EDUARDO JORGE: O candidato não respondeu a essa pergunta.
[Mauro Iasi, candidato do PCB]
MAURO IASI: Deverá atuar para cumprir a seguinte agenda: Promover o Encontro Latino-Americano contra o imperialismo, envolvendo governos, partidos, movimentos e personalidades progressistas, propondo uma pauta que inclua a defesa do governo bolivariano na Venezuela, o respaldo a uma solução política para o conflito colombiano, o fim do Bloqueio a Cuba e a libertação dos 5 Heróis, a retomada das Ilhas Malvinas pela Argentina e um movimento continental pelo não pagamento das dívidas externas; retirar imediatamente as tropas brasileiras do Haiti, para acabar com a vergonhosa ocupação desse país irmão, conclamando os demais países da região – que foram caudatários do Brasil nesta agressão – a fazê-lo também, com a criação de um programa comum de reconstrução do país, nos aspectos político, social, cultural e econômico; estimular uma luta continental contra a mafiosa Sociedade Interamericana de Imprensa, em defesa da imprensa popular e independente, pela democratização e controle social da mídia; privilegiar relações fraternas com os povos dos diversos países e regiões que têm sido vítimas da perversa política imperialista e sionista, onde se destacará nossa solidariedade ao direito do povo palestino viver em paz em seu território pátrio e à soberania aos países atualmente agredidos, como Líbia, Síria, Iraque, Afeganistão, entre outros. O Brasil também deverá marcar seu lugar na arena internacional na luta intransigente contra o fascismo, que cresce na Europa, hoje instalando-se na Ucrânia, contra a xenofobia e o chauvinismo, assim como jogará papel importante no combate internacional ao machismo, ao fundamentalismo e a todos os tipos de preconceito.

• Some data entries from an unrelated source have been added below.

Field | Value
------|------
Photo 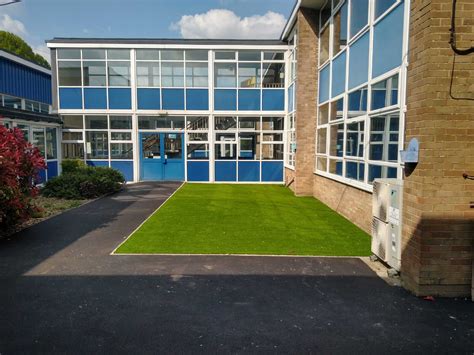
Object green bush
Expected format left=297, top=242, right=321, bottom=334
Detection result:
left=41, top=166, right=125, bottom=200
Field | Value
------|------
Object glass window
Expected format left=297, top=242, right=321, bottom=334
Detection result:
left=107, top=49, right=130, bottom=60
left=186, top=49, right=208, bottom=61
left=186, top=63, right=209, bottom=87
left=58, top=49, right=81, bottom=59
left=214, top=63, right=237, bottom=88
left=137, top=49, right=160, bottom=60
left=347, top=87, right=367, bottom=118
left=239, top=63, right=261, bottom=88
left=58, top=61, right=82, bottom=86
left=86, top=131, right=109, bottom=159
left=83, top=61, right=106, bottom=86
left=110, top=116, right=132, bottom=129
left=82, top=49, right=105, bottom=59
left=371, top=74, right=398, bottom=110
left=110, top=143, right=133, bottom=159
left=137, top=62, right=160, bottom=87
left=263, top=63, right=285, bottom=88
left=107, top=62, right=130, bottom=86
left=346, top=121, right=364, bottom=158
left=46, top=128, right=58, bottom=159
left=86, top=116, right=107, bottom=129
left=161, top=62, right=184, bottom=87
left=350, top=0, right=369, bottom=38
left=61, top=115, right=84, bottom=129
left=332, top=3, right=347, bottom=56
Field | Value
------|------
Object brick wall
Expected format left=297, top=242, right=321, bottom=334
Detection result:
left=402, top=0, right=474, bottom=296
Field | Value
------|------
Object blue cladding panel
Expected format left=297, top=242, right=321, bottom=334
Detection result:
left=48, top=161, right=58, bottom=180
left=188, top=161, right=209, bottom=181
left=262, top=161, right=283, bottom=182
left=262, top=89, right=285, bottom=111
left=59, top=88, right=82, bottom=109
left=215, top=161, right=237, bottom=181
left=319, top=65, right=330, bottom=102
left=84, top=88, right=107, bottom=109
left=239, top=161, right=260, bottom=181
left=372, top=2, right=403, bottom=78
left=349, top=33, right=369, bottom=89
left=109, top=88, right=132, bottom=110
left=239, top=89, right=260, bottom=111
left=214, top=89, right=237, bottom=111
left=137, top=89, right=161, bottom=110
left=331, top=52, right=346, bottom=97
left=110, top=161, right=133, bottom=181
left=163, top=89, right=184, bottom=110
left=0, top=58, right=51, bottom=105
left=186, top=89, right=209, bottom=110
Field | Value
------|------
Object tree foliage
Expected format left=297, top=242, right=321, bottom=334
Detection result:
left=0, top=31, right=51, bottom=68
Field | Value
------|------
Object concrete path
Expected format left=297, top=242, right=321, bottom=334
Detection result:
left=0, top=183, right=474, bottom=355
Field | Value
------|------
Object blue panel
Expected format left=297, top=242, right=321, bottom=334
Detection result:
left=137, top=88, right=161, bottom=110
left=188, top=161, right=209, bottom=181
left=262, top=89, right=285, bottom=111
left=239, top=89, right=260, bottom=111
left=86, top=160, right=109, bottom=168
left=110, top=160, right=133, bottom=181
left=215, top=161, right=237, bottom=181
left=109, top=88, right=132, bottom=110
left=372, top=2, right=403, bottom=78
left=239, top=161, right=260, bottom=181
left=0, top=58, right=51, bottom=105
left=84, top=88, right=107, bottom=109
left=262, top=161, right=283, bottom=182
left=163, top=89, right=184, bottom=110
left=186, top=89, right=209, bottom=110
left=331, top=52, right=346, bottom=97
left=59, top=88, right=82, bottom=110
left=319, top=65, right=330, bottom=103
left=48, top=161, right=58, bottom=180
left=214, top=89, right=237, bottom=111
left=349, top=32, right=369, bottom=89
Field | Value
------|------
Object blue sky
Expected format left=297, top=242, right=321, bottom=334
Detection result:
left=0, top=0, right=294, bottom=61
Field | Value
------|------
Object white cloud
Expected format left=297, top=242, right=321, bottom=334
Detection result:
left=0, top=14, right=28, bottom=36
left=170, top=9, right=286, bottom=39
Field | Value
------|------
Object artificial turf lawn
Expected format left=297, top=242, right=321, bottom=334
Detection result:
left=116, top=184, right=370, bottom=256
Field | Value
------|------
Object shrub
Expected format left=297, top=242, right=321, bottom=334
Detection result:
left=0, top=126, right=46, bottom=234
left=41, top=166, right=125, bottom=199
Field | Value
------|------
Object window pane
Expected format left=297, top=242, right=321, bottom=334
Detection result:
left=86, top=132, right=109, bottom=159
left=186, top=63, right=209, bottom=87
left=239, top=63, right=260, bottom=88
left=107, top=62, right=130, bottom=86
left=110, top=143, right=133, bottom=159
left=83, top=61, right=106, bottom=86
left=46, top=128, right=58, bottom=159
left=346, top=121, right=364, bottom=158
left=86, top=116, right=107, bottom=129
left=110, top=116, right=132, bottom=129
left=214, top=63, right=237, bottom=88
left=161, top=62, right=184, bottom=87
left=82, top=49, right=105, bottom=59
left=58, top=61, right=82, bottom=86
left=347, top=87, right=367, bottom=118
left=186, top=50, right=208, bottom=60
left=107, top=49, right=130, bottom=60
left=263, top=63, right=285, bottom=88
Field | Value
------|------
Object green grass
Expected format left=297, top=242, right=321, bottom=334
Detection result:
left=116, top=184, right=370, bottom=256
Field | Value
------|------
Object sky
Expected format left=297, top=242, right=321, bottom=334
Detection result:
left=0, top=0, right=295, bottom=60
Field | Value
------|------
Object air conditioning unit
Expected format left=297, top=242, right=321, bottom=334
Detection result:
left=371, top=179, right=403, bottom=270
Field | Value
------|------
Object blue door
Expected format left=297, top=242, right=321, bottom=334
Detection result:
left=140, top=133, right=184, bottom=181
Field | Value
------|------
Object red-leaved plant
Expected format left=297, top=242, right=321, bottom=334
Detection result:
left=0, top=125, right=46, bottom=236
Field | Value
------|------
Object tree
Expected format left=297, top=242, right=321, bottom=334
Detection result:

ZÉ MARIA: A proposta desse conselho parte do pressuposto, e da falácia, de que no governo do PT o Brasil teve uma política externa mais soberana e independente do que nos outros governos. Mas, para analisar a atuação do governo, devemos analisar os fatos e não apenas as palavras. Se, por um lado, o então governo Lula criticou a guerra no Iraque, por outro foi o responsável pelo envio de tropas brasileiras para o Haiti em 2004. Ou seja, há 10 anos o Brasil ocupa o vergonhoso e lamentável papel de liderar tropas de ocupação sobre um país que protagonizou a primeira revolução negra na história.
Uma política externa realmente independente e soberana partiria da imediata retirada das tropas brasileiras do Haiti. Também romperia relações com Israel, um estado genocida apoiado pelos EUA que acabou de realizar um verdadeiro massacre em Gaza. Atuaria, enfim, no sentido de apoiar as lutas e mobilizações dos trabalhadores em todo o mundo, e não como negociador de um punhado de empresários e empreiteiras.